Мы относим сюда время увлечения русских масонов шведским тамплиерством, хотя и считаем начало третьего и последнего периода интенсивной жизни русского масонства XVIII в. лишь с 1781 г. (с путешествия Шварца за границу), — потому, что чувство неудовлетворенности этой системой было главной причиной введения у нас розенкрейцерства и наиболее ярким показателем того, в какую сторону были направлены стремления русских братьев.
Рис. Князь А.Б. Куракин.
Итак, желание проникнуть в тайны высших степеней, не получившее удовлетворения в рейхелевском масонстве, навело русских братьев на мысль обратиться за новыми «градусами» к западноевропейским источникам. Принадлежа ранее к шведско-берлинскому масонству, они, естественно, прежде всего думали о Швеции, — тем более, что в этом направлении задумал действовать авторитетный среди не примкнувших к союзу братьев мастер ложи Аполлона Розенберг. Брат этого Розенберга играл исключительную роль в шведском капитуле, и через его посредство русские масоны получили уверение, что в Швеции «были бы в высшей степени склонны оказать русским братьям содействие к приобретению больших познаний»93. Для этой цели воспользовались пребыванием в Стокгольме князя Александра Борисовича Куракина, отправленного в Швецию для нотификации королю брака наследника с Виртембергской принцессой Софией-Доротеей. Вернувшись в 1777 г. в Петербург, Куракин привез с собой конституцию для введения высших степеней шведской системы (Строгого наблюдения), и в 1778 г. был основан в Петербурге Капитул Феникса, известный братьям-масонам под именем Великой Национальной ложи шведской системы, а 9 мая 1780 г. учреждена Директория для управления подчиненными ей ложами94.

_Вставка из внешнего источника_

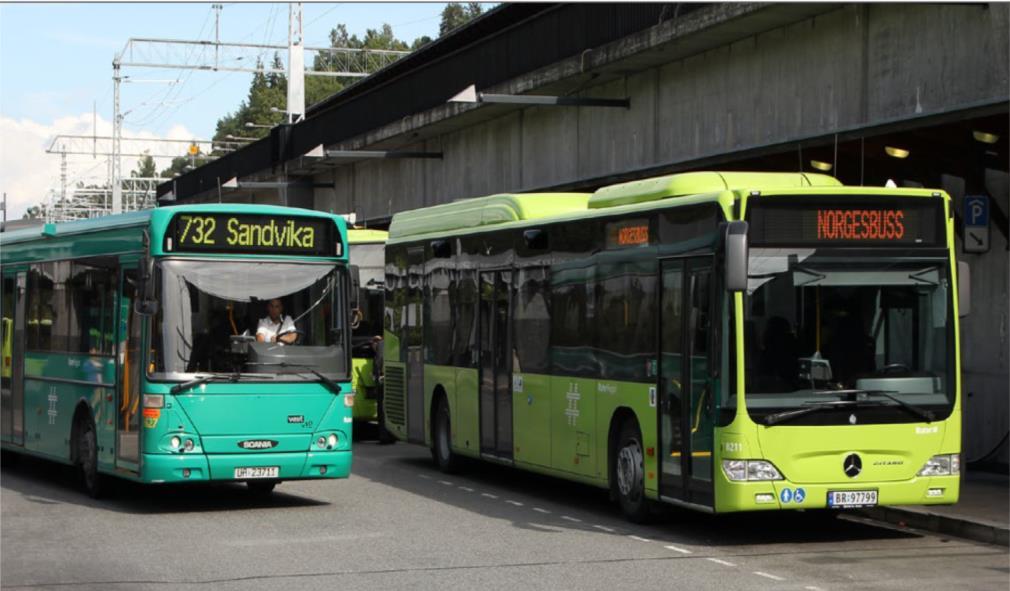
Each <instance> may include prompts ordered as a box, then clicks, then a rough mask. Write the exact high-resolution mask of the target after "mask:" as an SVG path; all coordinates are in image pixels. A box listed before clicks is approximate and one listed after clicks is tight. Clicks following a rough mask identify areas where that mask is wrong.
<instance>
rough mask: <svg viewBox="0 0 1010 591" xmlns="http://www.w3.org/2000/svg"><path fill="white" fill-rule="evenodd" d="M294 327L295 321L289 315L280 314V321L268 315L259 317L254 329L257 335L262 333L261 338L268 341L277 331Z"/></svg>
mask: <svg viewBox="0 0 1010 591" xmlns="http://www.w3.org/2000/svg"><path fill="white" fill-rule="evenodd" d="M294 329H295V321H294V320H292V319H291V316H282V317H281V321H280V322H275V321H273V320H271V319H270V316H267V317H264V318H260V325H259V326H258V327H257V329H256V334H257V336H259V335H261V334H263V339H264V340H265V341H267V342H270V341H271V340H273V339H274V337H275V336H277V334H278V333H279V332H287V331H288V330H294Z"/></svg>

Став таким образом в тесную зависимость от Швеции и от главы шведского масонства герцога Зюдерманландского, русские масоны думали, что, наконец, получат оттуда высшие орденские познания, но скоро им пришлось в этом жестоко разочароваться. Петербургский капитул тщетно ожидал из Стокгольма этих познаний, которых, вероятно, не имела и сама Швеция. Есть известие, что для получения их был отправлен в Стокгольм сам Розенберг. Вернувшись, он прежде всего потребовал за привезенные им акты 1400 р. Братья хотя и считали его требования чрезмерными, тем не менее заплатили деньги: каково же было их негодование, когда в привезенных актах не оказалось ни одним словом более того, что они давно уже получили от Рейхеля95! Среди братьев поднялись тогда раздоры, кончившиеся исключением из ордена Розенберга вместе с его братом96.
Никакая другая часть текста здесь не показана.